Life on a dead saguaro

Sunday I wrote about Saguaro Cactus Icon of the Sonoran Desert. Here is the rest of the story.

The large, multi-armed saguaros are the senior citizens of the cactus world. Saguaros are killed by being struck by lightning, blown over in a wind storm, and by people. But the largest cause of death is freezing and the effects of freezing may take several years to become evident.

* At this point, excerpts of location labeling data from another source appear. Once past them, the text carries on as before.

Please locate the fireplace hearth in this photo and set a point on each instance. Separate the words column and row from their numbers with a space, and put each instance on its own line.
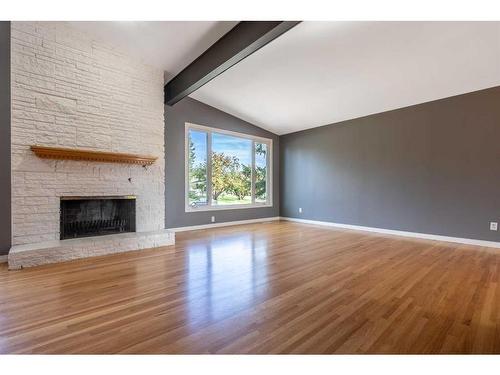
column 96, row 216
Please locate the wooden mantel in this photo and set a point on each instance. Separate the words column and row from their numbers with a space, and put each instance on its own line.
column 89, row 155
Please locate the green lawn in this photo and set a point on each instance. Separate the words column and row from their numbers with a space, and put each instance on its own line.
column 233, row 199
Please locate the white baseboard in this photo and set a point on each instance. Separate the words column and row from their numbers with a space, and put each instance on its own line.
column 468, row 241
column 225, row 224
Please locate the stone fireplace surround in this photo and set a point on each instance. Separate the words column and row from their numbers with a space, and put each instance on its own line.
column 71, row 91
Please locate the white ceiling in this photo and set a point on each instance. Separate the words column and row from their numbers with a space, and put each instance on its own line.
column 324, row 72
column 168, row 45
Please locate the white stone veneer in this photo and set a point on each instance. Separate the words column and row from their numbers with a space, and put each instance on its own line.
column 69, row 90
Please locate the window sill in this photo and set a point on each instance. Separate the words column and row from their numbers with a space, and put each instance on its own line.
column 227, row 207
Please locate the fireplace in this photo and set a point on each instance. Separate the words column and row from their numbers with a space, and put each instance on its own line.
column 96, row 216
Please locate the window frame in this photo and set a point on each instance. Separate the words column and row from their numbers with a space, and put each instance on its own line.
column 209, row 207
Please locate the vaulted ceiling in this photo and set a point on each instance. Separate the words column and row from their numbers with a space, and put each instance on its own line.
column 324, row 72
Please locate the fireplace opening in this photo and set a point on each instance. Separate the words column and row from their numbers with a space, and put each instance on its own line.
column 96, row 216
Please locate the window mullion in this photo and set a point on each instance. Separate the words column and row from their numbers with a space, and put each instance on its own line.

Freezing weakens the cactus, making it more susceptible to infection. A healthy middle-aged saguaro can stand a few hours of temperatures as low as 10 degrees F in mid-winter. On the other hand, 12 hours of 20 degrees F in late fall causes damage and death. The first sign of trouble is dark scaly skin which cuts down on the cactus’ ability to carry on photosynthesis.

The chief agent of infection, a bacterium, Erwinia cacticida, is carried by the caterpillar of a moth. The bacterium causes rot upon which the caterpillar feeds. The rot turns the flesh of a weak saguaro into a smelly, black liquid.

Saguaro dyingAccording to the Arizona-Sonora Desert Museum, a dying saguaro:

becomes an oasis to numerous insects and other arthropods, providing food, moisture, shaded habitat or an enticement for predators seeking live food…. Carve off a piece of tough outer skin of a decaying saguaro, and you’ll find the innards teeming with life. Move the whole saguaro, and spiders race from beneath it, escaping exposure to sunlight.

The sheer size of insect populations is always amazing. A small chunk of rotting saguaro (about 1 cubic foot) was examined at the University of Arizona; it yielded 413 individual arthropods, including adult and larval beetles, larval flies, pseudoscorpions, and mites. Compare that small portion to the size of a whole saguaro and you instantly understand why insects are this planet’s dominant life form.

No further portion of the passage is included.